Racismo

STJD decide pela exclusão do Grêmio na Copa do Brasil

Como cabe recurso, caso terá uma decisão final no Pleno do tribunal (última instância), provavelmente em até duas semanas

Os atos de injúria racial sofridos pelo goleiro Aranha, do Santos, decretaram a eliminação do Grêmio da Copa do Brasil. Essa foi a decisão da 3ª Comissão Disciplinar do Superior Tribunal de Justiça Desportiva (STJD), em julgamento de mais de três horas e meia, realizado na tarde desta quarta-feira, no Rio. Como cabe recurso, o caso ainda terá uma decisão final no Pleno do tribunal (última instância), provavelmente em até duas semanas.

No julgamento desta quarta-feira, o clube gaúcho ainda foi multado em R$ 50 mil, enquanto os torcedores gremistas que foram identificados com autores das ofensas raciais estão proibidos de frequentar estádios por 720 dias. O caso aconteceu na última quinta, quando o Santos venceu por 2 a 0, na Arena Grêmio, em Porto Alegre, pelas oitavas de final da Copa do Brasil, e Aranha foi vítima de insultos quando estava em campo.

“O preconceito é uma erva daninha que tem se espalhada pelo Brasil e tem que ser eliminada”, afirmou o relator do processo, Francisco Pessanha Filho, ao abrir os votos pedindo a exclusão do Grêmio da Copa do Brasil. Ele disse ainda que “não é este tribunal que está manchando a história do clube e, sim, aqueles torcedores”.

Também julgado, o árbitro do jogo, Wilton Pereira Sampaio, foi suspenso por 45 dias e multado em R$ 800,00. Os auxiliares Kleber Lúcio Gil e Carlos Berkenbrock, por sua vez, receberam pena de 30 dias de suspensão e R$ 500,00 de multa.

Com a punição aplicada ao Grêmio pelo STJD, o Santos garante vaga nas quartas de final da Copa do Brasil. O jogo de volta entre os dois times pelas oitavas de final seria realizado na noite desta quarta-feira, na Vila Belmiro, mas foi adiado ainda na semana passada, diante do julgamento do caso de racismo. Agora, não precisará mais acontecer.

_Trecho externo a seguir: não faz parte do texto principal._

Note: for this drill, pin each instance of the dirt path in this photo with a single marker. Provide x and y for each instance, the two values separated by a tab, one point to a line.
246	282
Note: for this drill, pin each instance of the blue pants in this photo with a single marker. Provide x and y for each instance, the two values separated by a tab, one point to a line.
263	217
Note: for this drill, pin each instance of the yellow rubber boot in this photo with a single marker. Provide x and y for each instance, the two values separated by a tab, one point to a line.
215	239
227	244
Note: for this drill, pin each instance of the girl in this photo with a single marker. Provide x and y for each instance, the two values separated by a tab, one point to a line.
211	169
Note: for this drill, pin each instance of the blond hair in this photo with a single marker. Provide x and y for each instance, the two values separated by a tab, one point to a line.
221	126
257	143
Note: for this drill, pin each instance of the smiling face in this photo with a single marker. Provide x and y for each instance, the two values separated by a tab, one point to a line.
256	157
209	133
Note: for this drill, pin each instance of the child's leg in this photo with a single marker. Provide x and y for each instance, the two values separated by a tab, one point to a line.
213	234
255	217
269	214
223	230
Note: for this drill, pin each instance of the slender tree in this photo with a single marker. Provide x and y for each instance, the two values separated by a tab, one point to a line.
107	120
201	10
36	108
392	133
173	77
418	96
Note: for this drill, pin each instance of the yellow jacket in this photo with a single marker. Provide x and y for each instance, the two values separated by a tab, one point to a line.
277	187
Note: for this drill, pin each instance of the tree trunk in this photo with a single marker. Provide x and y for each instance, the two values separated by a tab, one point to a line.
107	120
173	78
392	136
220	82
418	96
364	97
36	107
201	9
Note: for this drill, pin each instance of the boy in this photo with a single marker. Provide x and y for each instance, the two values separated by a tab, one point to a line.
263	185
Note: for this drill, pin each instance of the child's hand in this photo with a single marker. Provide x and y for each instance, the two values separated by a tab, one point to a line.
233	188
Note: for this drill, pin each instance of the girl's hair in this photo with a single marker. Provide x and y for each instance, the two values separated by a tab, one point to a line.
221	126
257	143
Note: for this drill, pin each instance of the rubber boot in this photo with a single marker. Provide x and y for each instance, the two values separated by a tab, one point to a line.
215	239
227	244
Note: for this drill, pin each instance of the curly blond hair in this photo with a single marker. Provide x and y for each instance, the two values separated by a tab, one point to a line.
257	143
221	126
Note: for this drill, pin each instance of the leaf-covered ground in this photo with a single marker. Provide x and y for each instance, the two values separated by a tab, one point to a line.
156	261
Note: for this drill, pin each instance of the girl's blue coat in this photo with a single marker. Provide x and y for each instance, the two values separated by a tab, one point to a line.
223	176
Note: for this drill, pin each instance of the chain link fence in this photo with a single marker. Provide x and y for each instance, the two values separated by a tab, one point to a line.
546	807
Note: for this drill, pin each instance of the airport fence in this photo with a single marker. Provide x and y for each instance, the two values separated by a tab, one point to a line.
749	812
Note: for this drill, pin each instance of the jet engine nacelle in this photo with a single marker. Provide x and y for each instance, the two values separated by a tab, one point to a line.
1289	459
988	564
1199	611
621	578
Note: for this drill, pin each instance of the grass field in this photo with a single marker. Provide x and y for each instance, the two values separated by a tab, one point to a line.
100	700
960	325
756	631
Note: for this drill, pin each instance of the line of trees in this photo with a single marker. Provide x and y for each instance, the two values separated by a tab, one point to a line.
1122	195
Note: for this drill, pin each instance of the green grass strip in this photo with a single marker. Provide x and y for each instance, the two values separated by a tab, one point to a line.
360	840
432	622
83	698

TESTEMUNHOS – Dentre as provas em vídeo apresentadas, a procuradoria do STJD exibiu imagens e reportagens de programas de TV que mostravam os insultos ao goleiro Aranha. Um vídeo da torcida “Geral do Grêmio” chamando a torcida do rival Inter de “macacada” no jogo de domingo, contra o Bahia, também foi mostrado. Já a defesa apresentou imagens de campanhas contra o racismo promovidas pelo clube gaúcho ainda no ano passado, bem como reportagens mostrando as medidas tomadas para identificar os atos da quinta-feira passada.

“A decisão desta tarde tem uma importância histórica para o Grêmio como instituição”, afirmou o presidente do clube gaúcho, Fábio Koff, o primeiro a testemunhar para os auditores. “Atinge a história do clube, que desfila com uma estrela em sua bandeira do primeiro atleta do Grêmio campeão mundial”, continuou, em referência a Everaldo, campeão com a seleção em 1970 e que era negro. “A pena aqui aplicada, se ocorrer, deve ter um sentido pedagógico. Ela não pode ultrapassar o limite do razoável”, pediu.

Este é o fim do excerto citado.